Like most in Minneapolis, if asked about your working relationship with your employer, you may likely respond that it is a good one. If nothing else, you at least know that your role with your company is well-defined, right? Have you ever wondered exactly how your employer views your connection, and whether or not its views coincide with yours? Many often believe the nature of their employment to be one way, only to discover later (typically through being fired or laid off) that it was not so.
If such a thing happens to you, the question then becomes whether or not your employer was truthful and forthcoming about the terms of your employment. Some of the ways in which an employer can misrepresent your working relationship may be:
- To try and change your classification to that of an independent contractor.

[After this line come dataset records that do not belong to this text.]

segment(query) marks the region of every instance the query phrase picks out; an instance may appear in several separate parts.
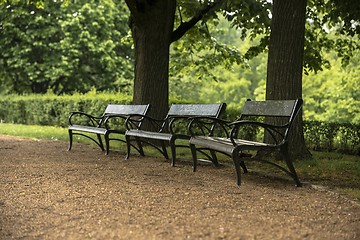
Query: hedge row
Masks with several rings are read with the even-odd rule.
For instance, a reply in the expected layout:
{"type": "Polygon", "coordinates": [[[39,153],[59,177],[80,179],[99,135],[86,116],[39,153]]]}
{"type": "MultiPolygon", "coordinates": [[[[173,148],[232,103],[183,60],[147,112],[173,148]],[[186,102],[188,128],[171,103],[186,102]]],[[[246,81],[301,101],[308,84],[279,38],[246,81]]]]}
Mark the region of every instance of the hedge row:
{"type": "Polygon", "coordinates": [[[304,137],[313,150],[360,155],[360,125],[304,121],[304,137]]]}
{"type": "MultiPolygon", "coordinates": [[[[98,116],[108,104],[131,104],[131,99],[128,95],[96,92],[71,96],[7,95],[0,99],[0,121],[67,127],[68,116],[72,111],[98,116]]],[[[224,117],[236,119],[239,113],[238,109],[228,108],[224,117]]],[[[360,125],[304,121],[303,126],[306,144],[313,150],[360,154],[360,125]]]]}
{"type": "Polygon", "coordinates": [[[73,96],[8,95],[0,99],[1,122],[66,127],[72,111],[99,116],[109,104],[131,104],[131,97],[120,94],[75,94],[73,96]]]}

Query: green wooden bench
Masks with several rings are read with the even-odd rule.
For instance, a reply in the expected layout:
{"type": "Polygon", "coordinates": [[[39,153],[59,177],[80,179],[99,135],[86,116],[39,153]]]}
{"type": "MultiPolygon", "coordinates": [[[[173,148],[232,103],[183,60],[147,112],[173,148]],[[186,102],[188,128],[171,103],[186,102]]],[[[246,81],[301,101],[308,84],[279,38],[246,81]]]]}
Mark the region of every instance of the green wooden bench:
{"type": "MultiPolygon", "coordinates": [[[[169,159],[166,145],[168,144],[171,149],[172,161],[171,165],[175,166],[176,162],[176,148],[187,147],[189,145],[177,144],[178,139],[190,139],[190,135],[187,132],[187,126],[189,124],[189,118],[195,116],[207,116],[218,118],[221,113],[225,111],[226,104],[172,104],[166,117],[161,120],[157,120],[148,116],[132,115],[127,121],[131,121],[133,117],[143,117],[144,121],[154,129],[153,131],[145,131],[139,128],[133,128],[127,126],[128,130],[125,133],[127,142],[127,154],[126,159],[130,157],[130,148],[135,146],[133,142],[137,143],[139,149],[137,149],[141,155],[143,154],[142,144],[146,143],[155,149],[157,149],[166,159],[169,159]]],[[[212,132],[210,127],[209,132],[212,132]]]]}
{"type": "MultiPolygon", "coordinates": [[[[110,135],[124,135],[126,131],[126,118],[131,114],[141,114],[146,116],[149,108],[150,105],[109,104],[106,107],[105,112],[98,117],[81,111],[71,112],[68,128],[70,140],[68,150],[71,150],[73,135],[81,135],[95,142],[107,155],[109,153],[110,140],[126,142],[120,138],[111,138],[110,135]],[[101,136],[104,136],[106,150],[104,149],[101,136]]],[[[128,124],[133,124],[134,127],[140,128],[142,118],[133,118],[131,123],[129,122],[128,124]]]]}
{"type": "MultiPolygon", "coordinates": [[[[258,160],[278,167],[287,173],[295,181],[297,186],[301,183],[289,157],[288,143],[289,131],[296,115],[300,112],[302,100],[267,100],[267,101],[246,101],[242,109],[240,118],[235,122],[224,121],[210,118],[194,118],[189,124],[189,132],[192,135],[190,139],[190,148],[193,156],[193,170],[197,168],[198,150],[212,150],[224,153],[230,156],[235,165],[237,184],[241,185],[241,168],[247,172],[245,162],[249,160],[258,160]],[[272,124],[268,120],[280,118],[281,124],[272,124]],[[255,118],[255,119],[254,119],[255,118]],[[199,125],[218,124],[224,130],[223,134],[218,136],[199,135],[195,129],[199,125]],[[249,126],[254,130],[261,128],[263,132],[269,134],[273,142],[266,143],[262,140],[248,139],[244,135],[249,126]],[[255,127],[255,128],[254,128],[255,127]],[[280,151],[283,156],[287,169],[274,161],[261,159],[251,156],[247,151],[280,151]],[[244,152],[246,151],[246,152],[244,152]]],[[[274,122],[274,121],[273,121],[274,122]]],[[[257,132],[259,133],[259,132],[257,132]]],[[[260,132],[262,133],[262,132],[260,132]]],[[[249,135],[249,134],[248,134],[249,135]]],[[[251,135],[251,134],[250,134],[251,135]]]]}

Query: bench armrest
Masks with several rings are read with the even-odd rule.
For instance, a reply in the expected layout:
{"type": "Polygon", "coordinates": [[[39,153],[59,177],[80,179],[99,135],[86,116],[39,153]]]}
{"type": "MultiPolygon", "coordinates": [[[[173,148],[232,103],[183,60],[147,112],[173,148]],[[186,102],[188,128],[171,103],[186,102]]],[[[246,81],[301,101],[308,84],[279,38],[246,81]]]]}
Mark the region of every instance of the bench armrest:
{"type": "Polygon", "coordinates": [[[191,136],[200,135],[199,131],[201,135],[211,136],[216,128],[217,130],[219,129],[222,136],[226,136],[228,138],[229,131],[231,129],[229,123],[231,122],[216,117],[192,117],[190,118],[188,131],[191,136]]]}
{"type": "MultiPolygon", "coordinates": [[[[126,115],[123,115],[123,114],[106,114],[104,117],[105,117],[105,119],[104,119],[102,125],[103,125],[106,129],[110,129],[109,124],[110,124],[110,122],[111,122],[112,120],[117,121],[116,123],[119,123],[119,122],[124,123],[124,122],[126,121],[126,119],[127,119],[127,116],[126,116],[126,115]]],[[[115,123],[115,122],[113,122],[113,123],[115,123]]]]}
{"type": "Polygon", "coordinates": [[[145,122],[149,123],[153,128],[160,130],[164,121],[143,114],[130,114],[126,118],[125,126],[127,130],[140,129],[141,125],[145,122]]]}
{"type": "MultiPolygon", "coordinates": [[[[168,118],[168,121],[169,121],[169,132],[171,134],[176,134],[177,132],[179,132],[179,129],[184,130],[183,134],[186,134],[186,130],[187,130],[186,127],[189,125],[190,122],[190,118],[188,116],[171,116],[170,118],[168,118]]],[[[165,129],[162,129],[161,131],[164,130],[165,129]]]]}
{"type": "Polygon", "coordinates": [[[73,119],[73,118],[76,118],[78,116],[85,117],[88,120],[88,122],[90,123],[90,125],[93,127],[99,127],[101,125],[102,119],[103,119],[103,117],[93,116],[93,115],[90,115],[85,112],[80,112],[80,111],[71,112],[69,115],[69,125],[73,125],[73,121],[75,121],[75,119],[73,119]]]}
{"type": "Polygon", "coordinates": [[[248,126],[263,128],[265,132],[268,132],[270,134],[275,144],[280,145],[285,142],[285,134],[282,130],[288,128],[289,124],[278,126],[251,120],[240,120],[230,123],[229,126],[232,126],[230,140],[234,144],[234,146],[236,145],[235,139],[238,139],[240,129],[248,126]]]}

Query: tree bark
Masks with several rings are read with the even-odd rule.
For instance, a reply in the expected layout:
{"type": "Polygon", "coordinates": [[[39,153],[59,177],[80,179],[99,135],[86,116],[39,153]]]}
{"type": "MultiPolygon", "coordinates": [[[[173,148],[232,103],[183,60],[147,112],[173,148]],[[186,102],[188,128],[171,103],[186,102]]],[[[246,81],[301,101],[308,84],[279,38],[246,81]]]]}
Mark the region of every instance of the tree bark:
{"type": "Polygon", "coordinates": [[[126,0],[126,3],[132,15],[135,44],[133,102],[150,103],[150,115],[163,118],[168,111],[169,53],[176,1],[126,0]]]}
{"type": "MultiPolygon", "coordinates": [[[[306,0],[274,0],[266,80],[266,99],[302,98],[306,0]]],[[[268,140],[265,136],[265,140],[268,140]]],[[[310,158],[305,146],[302,111],[290,132],[292,159],[310,158]]]]}

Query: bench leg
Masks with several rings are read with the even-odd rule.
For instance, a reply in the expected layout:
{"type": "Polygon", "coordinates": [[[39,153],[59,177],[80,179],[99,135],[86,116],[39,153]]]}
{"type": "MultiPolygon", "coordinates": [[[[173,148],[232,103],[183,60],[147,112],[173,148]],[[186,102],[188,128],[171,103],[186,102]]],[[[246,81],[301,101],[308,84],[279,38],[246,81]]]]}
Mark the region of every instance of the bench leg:
{"type": "Polygon", "coordinates": [[[144,157],[145,154],[144,154],[144,149],[143,149],[143,147],[142,147],[141,141],[139,141],[138,139],[136,139],[136,144],[138,145],[138,149],[139,149],[140,156],[144,157]]]}
{"type": "Polygon", "coordinates": [[[108,134],[108,133],[105,133],[104,138],[105,138],[105,155],[108,155],[108,154],[109,154],[109,150],[110,150],[109,134],[108,134]]]}
{"type": "Polygon", "coordinates": [[[192,159],[193,159],[193,172],[196,172],[197,156],[196,156],[196,147],[194,144],[190,144],[190,150],[191,150],[191,155],[192,155],[192,159]]]}
{"type": "Polygon", "coordinates": [[[130,144],[130,136],[125,135],[125,139],[126,139],[126,155],[125,155],[125,159],[129,159],[130,157],[130,148],[131,148],[131,144],[130,144]]]}
{"type": "Polygon", "coordinates": [[[102,151],[105,151],[105,149],[104,149],[104,144],[103,144],[103,142],[102,142],[102,140],[101,140],[101,135],[100,135],[100,134],[96,134],[96,135],[97,135],[97,139],[98,139],[98,141],[99,141],[99,146],[100,146],[101,150],[102,150],[102,151]]]}
{"type": "Polygon", "coordinates": [[[171,149],[171,166],[175,167],[176,163],[176,145],[175,145],[176,138],[170,139],[169,145],[171,149]]]}
{"type": "Polygon", "coordinates": [[[296,186],[297,187],[301,187],[301,182],[298,178],[298,175],[296,173],[296,170],[294,168],[294,165],[292,163],[292,161],[290,160],[290,156],[289,156],[289,151],[288,151],[288,147],[287,145],[284,145],[283,147],[281,147],[280,149],[280,153],[283,155],[286,165],[289,168],[289,171],[291,173],[291,177],[294,179],[296,186]]]}
{"type": "Polygon", "coordinates": [[[166,150],[166,146],[165,146],[165,142],[164,141],[161,141],[161,149],[162,149],[162,154],[164,155],[164,157],[166,159],[169,159],[169,155],[167,153],[167,150],[166,150]]]}
{"type": "Polygon", "coordinates": [[[176,162],[176,147],[175,147],[175,143],[170,143],[170,148],[171,148],[171,166],[175,167],[175,162],[176,162]]]}
{"type": "Polygon", "coordinates": [[[219,167],[219,161],[216,156],[216,152],[213,150],[210,150],[211,153],[211,161],[214,163],[215,167],[219,167]]]}
{"type": "Polygon", "coordinates": [[[236,171],[236,183],[238,186],[241,185],[241,160],[239,157],[239,152],[238,151],[233,151],[232,153],[232,159],[234,161],[234,165],[235,165],[235,171],[236,171]]]}
{"type": "Polygon", "coordinates": [[[69,148],[68,148],[68,151],[70,151],[70,150],[71,150],[72,143],[73,143],[72,130],[69,130],[69,148]]]}

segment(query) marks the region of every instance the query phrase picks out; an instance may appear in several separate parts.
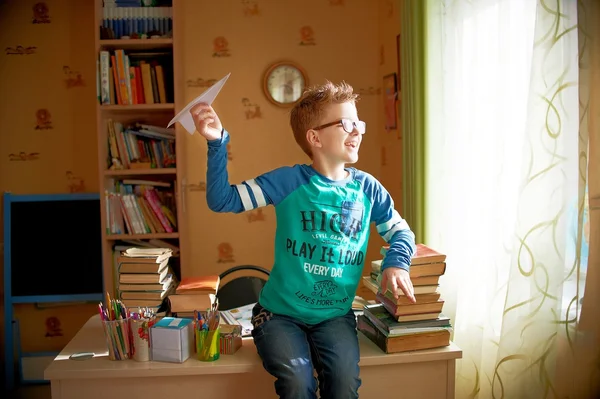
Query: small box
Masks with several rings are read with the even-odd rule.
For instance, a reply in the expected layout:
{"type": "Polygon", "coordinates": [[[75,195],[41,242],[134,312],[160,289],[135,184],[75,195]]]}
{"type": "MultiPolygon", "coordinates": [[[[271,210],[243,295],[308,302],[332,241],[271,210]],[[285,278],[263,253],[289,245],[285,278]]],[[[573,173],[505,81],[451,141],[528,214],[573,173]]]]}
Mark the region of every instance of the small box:
{"type": "Polygon", "coordinates": [[[152,360],[183,363],[194,350],[194,328],[191,319],[163,317],[150,329],[152,360]]]}
{"type": "Polygon", "coordinates": [[[221,324],[221,355],[233,355],[242,347],[242,326],[221,324]]]}

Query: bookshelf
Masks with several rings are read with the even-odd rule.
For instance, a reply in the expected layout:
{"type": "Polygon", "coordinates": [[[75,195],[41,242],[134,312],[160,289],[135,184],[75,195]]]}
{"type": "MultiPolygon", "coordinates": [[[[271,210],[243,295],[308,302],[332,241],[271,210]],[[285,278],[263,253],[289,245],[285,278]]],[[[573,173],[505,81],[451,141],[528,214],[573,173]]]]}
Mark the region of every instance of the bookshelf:
{"type": "MultiPolygon", "coordinates": [[[[102,79],[99,79],[96,101],[96,134],[102,207],[101,239],[104,288],[111,295],[115,295],[113,247],[127,242],[124,240],[160,239],[178,246],[179,257],[178,264],[175,266],[176,274],[178,274],[177,270],[180,273],[181,264],[184,262],[183,254],[186,243],[183,238],[187,229],[183,196],[186,176],[185,152],[183,141],[180,138],[181,134],[185,132],[176,126],[172,137],[149,137],[139,133],[142,129],[149,129],[149,127],[136,125],[137,123],[166,128],[168,122],[175,116],[176,110],[185,105],[183,104],[185,100],[183,98],[184,85],[179,61],[180,50],[177,44],[177,37],[181,30],[181,27],[178,26],[181,18],[178,18],[177,5],[182,0],[172,0],[170,10],[158,10],[160,12],[155,14],[159,16],[157,19],[149,22],[119,22],[120,25],[117,25],[117,19],[112,20],[111,16],[122,10],[114,8],[108,12],[104,10],[104,3],[110,7],[109,3],[114,3],[113,1],[94,1],[96,25],[94,40],[98,74],[102,77],[108,64],[109,85],[114,88],[111,90],[110,101],[108,103],[103,101],[103,84],[102,79]],[[145,33],[144,30],[159,31],[158,36],[160,37],[135,37],[135,33],[145,33]],[[127,35],[130,38],[119,38],[121,35],[127,35]],[[108,57],[104,55],[104,64],[102,52],[108,52],[108,57]],[[111,68],[113,63],[117,66],[117,71],[121,70],[125,76],[127,76],[124,73],[127,67],[134,67],[133,78],[129,75],[129,87],[123,86],[121,77],[114,74],[111,68]],[[150,67],[142,66],[142,64],[150,64],[150,67]],[[120,69],[121,65],[123,65],[123,69],[120,69]],[[160,65],[161,69],[159,70],[156,65],[160,65]],[[145,71],[144,68],[146,68],[145,71]],[[137,82],[135,80],[136,73],[140,74],[140,72],[141,75],[138,76],[141,76],[141,82],[137,82]],[[147,75],[144,76],[146,72],[147,75]],[[160,79],[161,75],[162,80],[160,79]],[[147,77],[151,80],[145,81],[147,77]],[[164,84],[161,85],[161,82],[164,84]],[[148,87],[151,89],[147,90],[148,87]],[[119,93],[125,94],[117,94],[119,89],[121,90],[119,93]],[[137,91],[137,93],[132,91],[137,91]],[[148,93],[152,93],[150,99],[147,97],[148,93]],[[135,128],[139,129],[139,135],[135,133],[135,128]],[[114,162],[115,148],[119,154],[117,164],[114,162]],[[121,158],[127,158],[127,160],[124,161],[121,158]],[[173,159],[175,160],[174,164],[173,159]],[[156,210],[151,204],[152,195],[147,197],[145,191],[133,191],[134,196],[130,197],[134,198],[133,203],[130,202],[128,206],[137,206],[137,213],[135,209],[128,209],[127,206],[125,213],[137,214],[137,226],[141,227],[143,231],[140,231],[140,228],[133,228],[133,221],[128,224],[127,216],[122,211],[115,212],[119,206],[123,206],[122,199],[115,200],[114,197],[103,195],[105,192],[119,192],[124,189],[123,187],[140,187],[139,184],[125,183],[139,182],[140,180],[155,181],[163,183],[163,185],[164,183],[169,184],[169,187],[154,187],[160,204],[159,210],[156,210]],[[163,194],[164,196],[161,196],[163,194]],[[161,210],[171,229],[164,228],[164,221],[158,215],[161,210]],[[168,217],[169,212],[171,218],[168,217]],[[114,222],[117,214],[121,214],[120,226],[114,222]],[[159,231],[161,229],[162,231],[159,231]]],[[[152,32],[149,33],[154,36],[152,32]]],[[[120,192],[123,193],[123,191],[120,192]]]]}

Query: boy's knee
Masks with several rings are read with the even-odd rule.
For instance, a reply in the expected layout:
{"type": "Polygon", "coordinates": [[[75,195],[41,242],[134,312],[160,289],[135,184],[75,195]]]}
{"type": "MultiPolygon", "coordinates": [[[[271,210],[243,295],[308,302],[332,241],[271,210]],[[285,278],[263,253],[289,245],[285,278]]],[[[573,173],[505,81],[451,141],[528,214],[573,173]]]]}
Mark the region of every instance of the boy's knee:
{"type": "Polygon", "coordinates": [[[338,373],[332,378],[330,382],[335,390],[344,391],[349,390],[350,392],[358,391],[360,387],[360,378],[358,374],[349,371],[348,373],[338,373]]]}
{"type": "Polygon", "coordinates": [[[310,365],[292,367],[275,381],[275,391],[282,398],[314,398],[317,382],[310,365]]]}
{"type": "Polygon", "coordinates": [[[332,373],[324,384],[324,398],[358,398],[361,380],[357,366],[341,367],[332,373]]]}

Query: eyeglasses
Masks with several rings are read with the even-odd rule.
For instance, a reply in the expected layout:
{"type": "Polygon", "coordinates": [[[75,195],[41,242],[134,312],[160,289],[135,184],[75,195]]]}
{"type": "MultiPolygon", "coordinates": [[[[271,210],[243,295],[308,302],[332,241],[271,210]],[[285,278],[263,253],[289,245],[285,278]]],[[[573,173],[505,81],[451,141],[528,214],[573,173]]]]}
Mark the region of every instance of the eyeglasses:
{"type": "Polygon", "coordinates": [[[363,121],[354,122],[351,119],[340,119],[335,122],[326,123],[321,126],[313,127],[313,130],[325,129],[326,127],[337,125],[340,123],[342,124],[342,127],[344,128],[344,131],[346,133],[352,133],[354,131],[354,128],[356,128],[356,131],[360,134],[365,134],[367,131],[367,123],[366,122],[363,122],[363,121]]]}

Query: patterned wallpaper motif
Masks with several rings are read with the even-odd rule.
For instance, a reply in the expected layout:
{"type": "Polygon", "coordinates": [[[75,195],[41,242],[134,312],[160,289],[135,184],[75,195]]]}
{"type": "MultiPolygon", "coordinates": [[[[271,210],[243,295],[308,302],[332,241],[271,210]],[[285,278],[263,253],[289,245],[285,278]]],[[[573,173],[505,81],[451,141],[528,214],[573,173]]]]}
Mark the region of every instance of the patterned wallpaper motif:
{"type": "Polygon", "coordinates": [[[246,119],[262,118],[260,105],[254,104],[246,97],[242,98],[242,105],[244,106],[244,115],[246,116],[246,119]]]}
{"type": "Polygon", "coordinates": [[[46,108],[35,111],[35,130],[52,129],[52,115],[46,108]]]}
{"type": "Polygon", "coordinates": [[[65,74],[65,86],[67,87],[67,89],[85,86],[85,82],[83,81],[83,76],[81,75],[81,72],[73,71],[71,67],[65,65],[63,67],[63,73],[65,74]]]}
{"type": "Polygon", "coordinates": [[[217,246],[217,262],[218,263],[233,263],[233,247],[228,242],[222,242],[217,246]]]}
{"type": "Polygon", "coordinates": [[[21,46],[20,44],[14,47],[6,47],[4,52],[6,55],[31,55],[35,54],[36,46],[21,46]]]}
{"type": "Polygon", "coordinates": [[[204,87],[204,88],[209,88],[210,86],[214,85],[215,83],[217,83],[217,79],[195,78],[195,79],[188,79],[188,80],[186,80],[185,85],[187,87],[204,87]]]}
{"type": "Polygon", "coordinates": [[[32,7],[33,18],[31,19],[32,24],[49,24],[50,23],[50,10],[48,5],[44,2],[35,3],[32,7]]]}
{"type": "Polygon", "coordinates": [[[301,46],[314,46],[317,44],[315,39],[315,31],[312,27],[306,25],[300,28],[300,45],[301,46]]]}
{"type": "Polygon", "coordinates": [[[244,16],[246,17],[255,17],[260,15],[260,7],[258,5],[258,1],[242,0],[242,9],[244,11],[244,16]]]}
{"type": "Polygon", "coordinates": [[[219,36],[216,37],[213,41],[214,44],[214,52],[213,57],[229,57],[231,54],[229,53],[229,42],[225,37],[219,36]]]}
{"type": "Polygon", "coordinates": [[[35,161],[37,159],[40,159],[39,152],[27,153],[25,151],[21,151],[18,154],[14,154],[14,153],[8,154],[9,161],[35,161]]]}

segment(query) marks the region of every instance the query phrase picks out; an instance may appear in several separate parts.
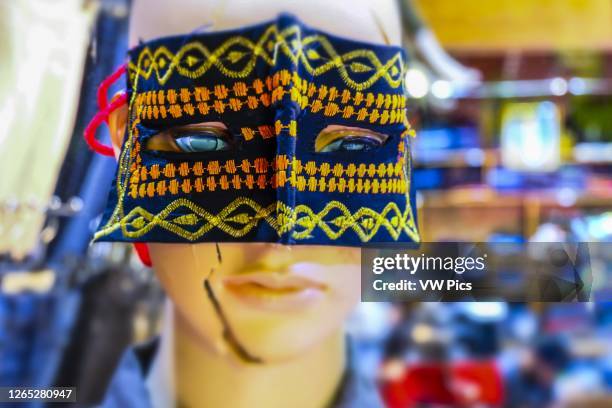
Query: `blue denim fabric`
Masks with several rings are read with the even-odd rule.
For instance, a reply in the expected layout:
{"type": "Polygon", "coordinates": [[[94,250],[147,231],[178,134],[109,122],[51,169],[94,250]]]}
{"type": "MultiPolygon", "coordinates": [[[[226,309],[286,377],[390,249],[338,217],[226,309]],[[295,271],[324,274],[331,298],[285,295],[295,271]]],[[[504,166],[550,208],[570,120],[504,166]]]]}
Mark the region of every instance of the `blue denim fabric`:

- To promise you certain working hours and then fail to offer them.
- To fail to report your employment status to the proper parties and authorities.
- To cite your employment status as a reason to cut your hours or take away benefits.
Many may believe that the principle of at-will employment applies to classifying employment relationships as well, allowing your employer to change your working agreement with impunity. Minnesota law states otherwise.
According to the state’s Office of Revisor of Statutes, your employer cannot misrepresent the nature of your employment to you or anyone else. For the purpose of this particular law, “misrepresent” is defined as making any statements regarding your working relationship it knows not to be true. For example, your employer cannot terminate you by suddenly defining you to be an independent contractor if it had not already classified you as one. Some may take such a move as an attempt to conceal an unjust reason for your termination.